Background information
- Origin: New Hartford, NY
- Genres: Progressive rock rock music
- Occupation: musician
- Instrument(s): Electric guitar acoustic guitar Saxophone
- Years active: 1989 – present
- Labels: Fatboy Records
- Website: moe.org

= Chuck Garvey =

Chuck Garvey is one of two guitarists for the American rock band moe. His playing has been influenced by Frank Zappa, Mick Ronson, David Bowie, Pete Townshend, Andy Summers, Jimi Hendrix, and Stevie Ray Vaughan. He lives in the Cincinnati, Ohio area.

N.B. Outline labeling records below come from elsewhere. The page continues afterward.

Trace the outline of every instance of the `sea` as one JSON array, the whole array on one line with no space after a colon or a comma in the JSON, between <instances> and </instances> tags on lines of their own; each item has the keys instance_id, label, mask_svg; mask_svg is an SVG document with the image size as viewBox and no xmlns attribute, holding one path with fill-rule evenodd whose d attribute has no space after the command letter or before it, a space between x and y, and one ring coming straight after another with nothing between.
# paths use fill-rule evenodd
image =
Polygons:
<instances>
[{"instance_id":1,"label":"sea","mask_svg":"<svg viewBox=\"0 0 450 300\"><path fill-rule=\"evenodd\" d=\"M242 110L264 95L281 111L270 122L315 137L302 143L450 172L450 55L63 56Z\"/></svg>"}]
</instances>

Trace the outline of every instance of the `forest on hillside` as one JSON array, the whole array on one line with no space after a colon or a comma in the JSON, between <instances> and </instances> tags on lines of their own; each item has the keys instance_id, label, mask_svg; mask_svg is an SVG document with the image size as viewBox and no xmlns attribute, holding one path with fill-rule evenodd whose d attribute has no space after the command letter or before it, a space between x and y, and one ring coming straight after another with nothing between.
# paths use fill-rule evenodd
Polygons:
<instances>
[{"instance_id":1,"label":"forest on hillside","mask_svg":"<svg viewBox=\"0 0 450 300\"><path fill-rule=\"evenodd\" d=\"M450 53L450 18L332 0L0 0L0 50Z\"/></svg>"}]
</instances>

On the morning of November 6, 2021, Garvey suffered a stroke while at home. In 2023 Garvey returned to moe. full time after recovering from the stroke.

== moe. ==

Garvey is one of the founding members of moe. along with Rob Derhak. Both first played a Halloween show at a friend's request in 1989 with drummer Ray Schwartz. Since then, Garvey has been co-guitarist of the band along with Al Schnier.

He was recently voted, along with Schnier, as one of the "Top 20 new Guitar Gods" for a Rolling Stone magazine cover story.

== Other bands ==
Garvey has also performed as part of Ha Ha the Moose with Derhak and moe. drummer Jim Loughlin, as well as with the All Thumbs Trio.